Results & Analysis
Understand experiment outcomes with statistical analysis and AI-powered insights.
How Results Are Computed
When an experiment is running, the platform automatically analyzes its data at regular intervals. It compares how users in each variation are behaving and determines whether the differences are meaningful or just due to random chance.
The platform supports two approaches to statistical analysis. You can choose either one when setting up your experiment:
| Approach | What It Tells You | When to Use It |
|---|---|---|
| Frequentist | Answers the question: "If there were truly no difference between variations, how unlikely is it that we would see results this extreme?" A high confidence level (e.g., 95%) means it is very unlikely the difference is due to chance. | The default and most widely used approach. Best when you want a clear yes-or-no answer about whether a difference exists. |
| Bayesian | Answers the question: "Given the data we have observed, what is the probability that each variation is the best?" It also tells you the expected cost of choosing the wrong variation. | Useful when you want a more intuitive probability statement ("Variation B has a 92% chance of being better") or when you have prior knowledge about expected performance. |
Both approaches are valid and will generally lead to the same conclusions. The Bayesian method can be easier to communicate to stakeholders because its output — a probability of being best — is more intuitive than a confidence level.
Key Metrics
For each variation in your experiment, the platform computes and displays the following metrics:
| Metric | What It Means |
|---|---|
| Impressions | The number of users who were assigned to this variation and exposed to the experience. |
| Conversions | The number of users in this variation who completed the goal action (for unique conversion goals) or the total number of goal events (for event count goals). |
| Conversion Rate | The percentage of users who converted, or the average number of events per user — depending on the goal type. |
| Lift Over Control | How much better (or worse) this variation is compared to the control, expressed as a percentage. For example, "+12% lift" means the variation's conversion rate is 12% higher than the control's. |
| Confidence Level | How confident the analysis is that the observed difference is real and not due to random chance. Typically, 95% or higher is considered statistically significant. |
What "Statistical Significance" Means in Practice
When results are "statistically significant," it means the platform has enough evidence to conclude that the difference between variations is real — not just noise in the data. Specifically, at a 95% confidence level, there is only a 5% chance that you would see a difference this large if the variations were actually the same.

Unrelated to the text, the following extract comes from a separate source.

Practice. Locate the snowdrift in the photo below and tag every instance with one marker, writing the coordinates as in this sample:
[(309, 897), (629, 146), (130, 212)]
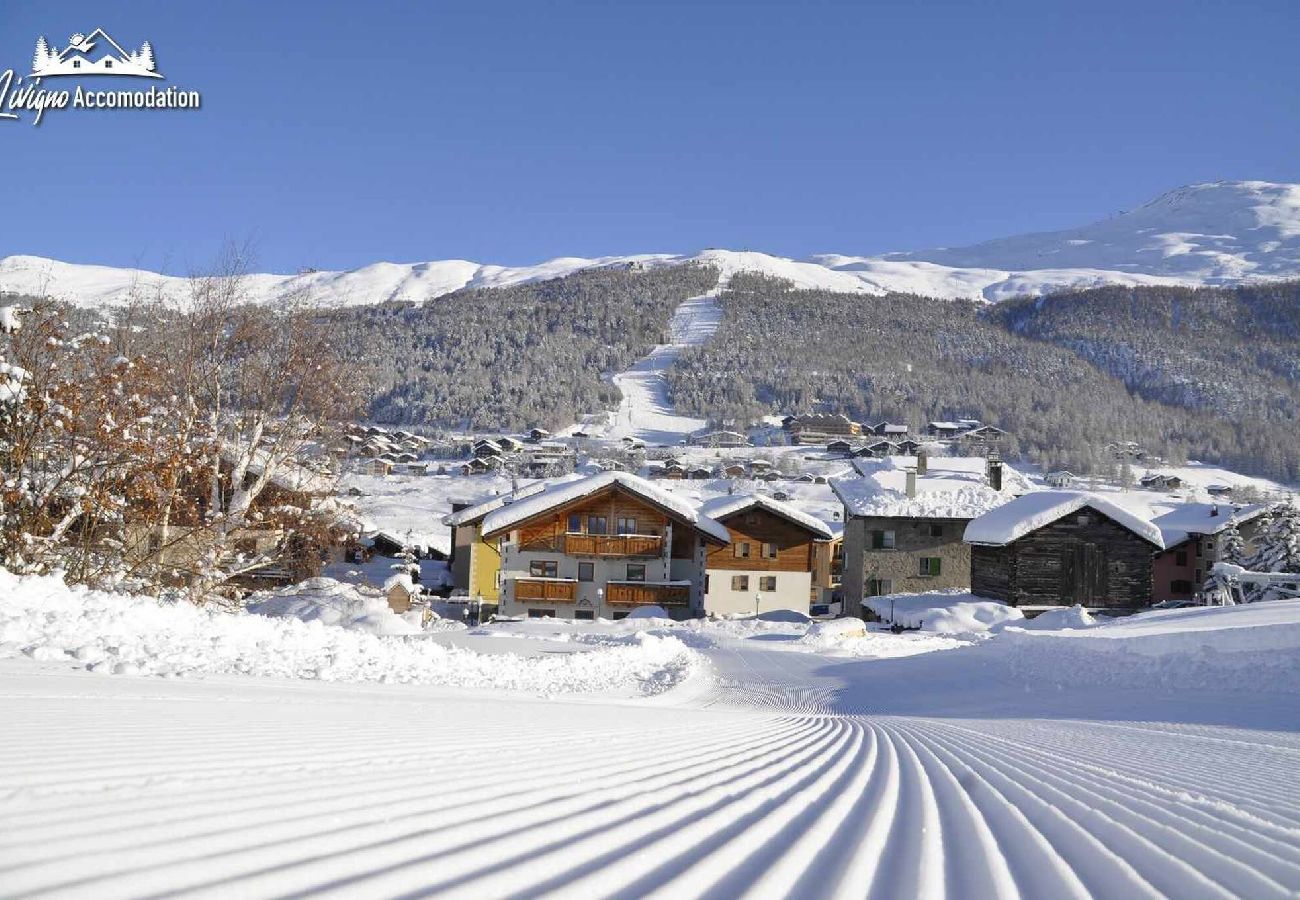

This matters because with small sample sizes, you will often see apparent differences that are actually just random variation. Statistical significance protects you from making decisions based on these false signals.
CUPED — Faster, More Precise Results
CUPED (Controlled Experiment Using Pre-Experiment Data) is a technique that uses data about how users behaved before the experiment to produce more precise results. The basic idea is straightforward: if you know a user's baseline behavior, you can better isolate the effect of the experiment from natural variation between users.
In practice, CUPED typically reduces the required sample size by 30-50%, meaning your experiments reach conclusive results faster without sacrificing statistical rigor. This is especially valuable for teams that want to run experiments quickly or have limited traffic.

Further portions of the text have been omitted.